Dans une interview de lundi, le CTO des laboratoires d’Endor, Dimitri Stiliadis, a déclaré que le risque de dommages est des applications qui ont utilisé l’outil des actions TJ. Mais, a-t-il ajouté, les pirates auraient pu utiliser des informations d’identification volées dans Docker Hub ou d’autres référentiels open source pour accéder et insérer des logiciels malveillants dans d’autres packages logiciels. « Nous pourrions avoir des forfaits infectés par des logiciels malveillants que personne ne va connaître », a-t-il déclaré. «Cela pourrait être des milliers ou des centaines de milliers ou même des millions… nous ne savons vraiment pas quels sont les vrais dégâts en ce moment. Nous le saurons dans les prochains jours.

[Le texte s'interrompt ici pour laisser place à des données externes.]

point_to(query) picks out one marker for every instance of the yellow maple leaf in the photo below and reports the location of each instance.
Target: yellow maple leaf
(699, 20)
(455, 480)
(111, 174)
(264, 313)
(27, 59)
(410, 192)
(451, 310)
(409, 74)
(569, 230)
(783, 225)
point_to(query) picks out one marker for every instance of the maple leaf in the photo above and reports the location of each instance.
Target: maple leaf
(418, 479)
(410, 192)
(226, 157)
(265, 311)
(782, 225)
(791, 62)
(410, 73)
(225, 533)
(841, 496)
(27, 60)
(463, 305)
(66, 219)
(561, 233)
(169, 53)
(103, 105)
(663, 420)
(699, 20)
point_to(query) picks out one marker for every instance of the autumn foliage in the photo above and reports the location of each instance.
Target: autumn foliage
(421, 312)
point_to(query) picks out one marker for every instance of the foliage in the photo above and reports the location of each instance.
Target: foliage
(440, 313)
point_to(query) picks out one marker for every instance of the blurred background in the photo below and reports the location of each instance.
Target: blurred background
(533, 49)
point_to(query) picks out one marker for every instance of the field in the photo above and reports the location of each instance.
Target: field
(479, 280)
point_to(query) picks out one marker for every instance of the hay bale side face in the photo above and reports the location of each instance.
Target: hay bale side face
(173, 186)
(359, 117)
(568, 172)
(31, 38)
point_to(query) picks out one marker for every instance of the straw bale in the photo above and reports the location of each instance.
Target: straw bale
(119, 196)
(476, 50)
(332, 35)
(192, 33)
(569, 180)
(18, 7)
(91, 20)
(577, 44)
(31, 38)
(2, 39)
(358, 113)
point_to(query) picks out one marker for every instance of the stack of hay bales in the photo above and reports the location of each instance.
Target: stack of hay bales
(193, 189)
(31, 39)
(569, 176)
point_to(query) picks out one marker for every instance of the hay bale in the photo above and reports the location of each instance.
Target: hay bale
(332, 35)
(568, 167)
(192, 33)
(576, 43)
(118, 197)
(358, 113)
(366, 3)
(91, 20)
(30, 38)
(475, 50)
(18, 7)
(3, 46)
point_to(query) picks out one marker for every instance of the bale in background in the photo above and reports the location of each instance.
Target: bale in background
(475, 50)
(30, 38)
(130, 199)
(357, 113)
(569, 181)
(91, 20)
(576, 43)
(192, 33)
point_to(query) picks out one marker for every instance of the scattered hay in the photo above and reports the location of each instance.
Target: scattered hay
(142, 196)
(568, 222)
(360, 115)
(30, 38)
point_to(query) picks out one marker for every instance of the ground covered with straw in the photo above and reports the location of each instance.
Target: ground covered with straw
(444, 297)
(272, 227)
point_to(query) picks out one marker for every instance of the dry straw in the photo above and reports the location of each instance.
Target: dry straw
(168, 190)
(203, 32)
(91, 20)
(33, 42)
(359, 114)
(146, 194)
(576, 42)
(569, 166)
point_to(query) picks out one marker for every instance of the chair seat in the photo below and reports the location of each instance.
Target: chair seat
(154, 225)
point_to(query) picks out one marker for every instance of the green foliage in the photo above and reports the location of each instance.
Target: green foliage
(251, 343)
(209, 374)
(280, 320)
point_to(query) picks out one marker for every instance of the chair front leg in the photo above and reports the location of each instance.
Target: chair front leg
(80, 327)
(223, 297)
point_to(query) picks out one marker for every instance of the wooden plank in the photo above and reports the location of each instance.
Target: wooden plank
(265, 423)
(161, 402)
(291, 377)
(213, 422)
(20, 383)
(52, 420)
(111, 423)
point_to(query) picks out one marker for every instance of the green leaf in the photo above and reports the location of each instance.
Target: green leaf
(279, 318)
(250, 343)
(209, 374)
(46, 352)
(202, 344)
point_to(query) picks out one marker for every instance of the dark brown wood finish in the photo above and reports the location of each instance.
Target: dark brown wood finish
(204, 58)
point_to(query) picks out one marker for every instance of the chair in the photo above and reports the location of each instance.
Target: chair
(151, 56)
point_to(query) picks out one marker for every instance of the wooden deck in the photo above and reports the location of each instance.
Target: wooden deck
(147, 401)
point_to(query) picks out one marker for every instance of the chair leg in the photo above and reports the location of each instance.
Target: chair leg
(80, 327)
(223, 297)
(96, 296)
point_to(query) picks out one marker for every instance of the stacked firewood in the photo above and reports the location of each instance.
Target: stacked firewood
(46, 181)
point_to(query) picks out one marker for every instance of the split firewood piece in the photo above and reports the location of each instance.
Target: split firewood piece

Des chercheurs de Wiz Threat Research ont déclaré dans un blog qu’ils avaient identifié «des dizaines» de référentiels publics touchés avec des secrets sensibles exposés et contactent les parties touchées.
Recommandations GitHub
Pour aider à déterminer si leurs référentiels ont été affectés, les dirigeants de l’INFOSEC devraient auditer les journaux GitHub pour les adresses IP suspectes. S’il est trouvé, les secrets actifs de leurs référentiels doivent être tournés.
Les chercheurs de Wiz Threat Research ont également déclaré que, comme recommandé par GitHub, les développeurs devraient épingler toutes les actions GitHub vers des hachages de validation spécifiques au lieu de tags de version pour atténuer les futures attaques de chaîne d’approvisionnement. Ils devraient également utiliser la fonction de liste d’autorisation de GitHub pour bloquer les actions GitHub non autorisées de l’exécution et de configurer GitHub pour autoriser uniquement les actions de confiance.
Un «incident très grave»
Lors d’une interview lundi matin, le PDG de Stepscurity, Varun Sharma, a appelé cela un «incident très grave». Son entreprise, qui fait un outil de détection et de réponse de point de terminaison pour les environnements CI / CD, a découvert des connexions de réseau sortant inhabituelles à partir de workflows à l’aide de TJ-Action / Files modifiés et alerté GitHub selon lequel une version malveillante de l’outil avait été insérée pour exposer les informations d’identification CI / CD dans les journaux de construction.
« Bien que l’original ait été rétabli », a-t-il ajouté, « il n’est pas clair pourquoi cela a été compromis. »
Il a dit que les dirigeants de l’INFOSEC ou du développement devraient:
- Examiner où les actions TJ / Files modifiées ont été utilisées dans les workflows;
- Déterminez si la version compromise a été utilisée dans les pipelines CI / CD;
- S’il est affecté, tournez immédiatement des informations d’identification exposées, y compris les clés d’API, les jetons d’accès, les mots de passe;
- Passez à une alternative sécurisée pour cet outil ou passez à une version corrigée.
Une méthode de compromis efficace
Les acteurs de la menace ont appris que le compromis des logiciels alors qu’il est en cours de développement est un moyen efficace de se frayer un chemin dans un large éventail d’environnements informatiques, plutôt que de pirater une application à la fois. GitHub et d’autres référentiels de code open source comme NPM, Gitlab, Ruby on Rails et PYPI ont de plus en plus été abusé par des pirates.
Il y a un peu plus d’un an, nous avons signalé que des chercheurs en sécurité avaient montré comment une action GitHub appelée Bazel aurait pu être détromée. En 2012, nous avons signalé une vulnérabilité Rails qui pourrait être exploitée pour insérer des données non autorisées dans une base de données d’applications de Rails via des formulaires Web.
En conséquence, les CISO doivent s’assurer que les développeurs de leurs applications suivent les meilleures pratiques de sécurité s’ils utilisent des plateformes open source pour perfectionner le code.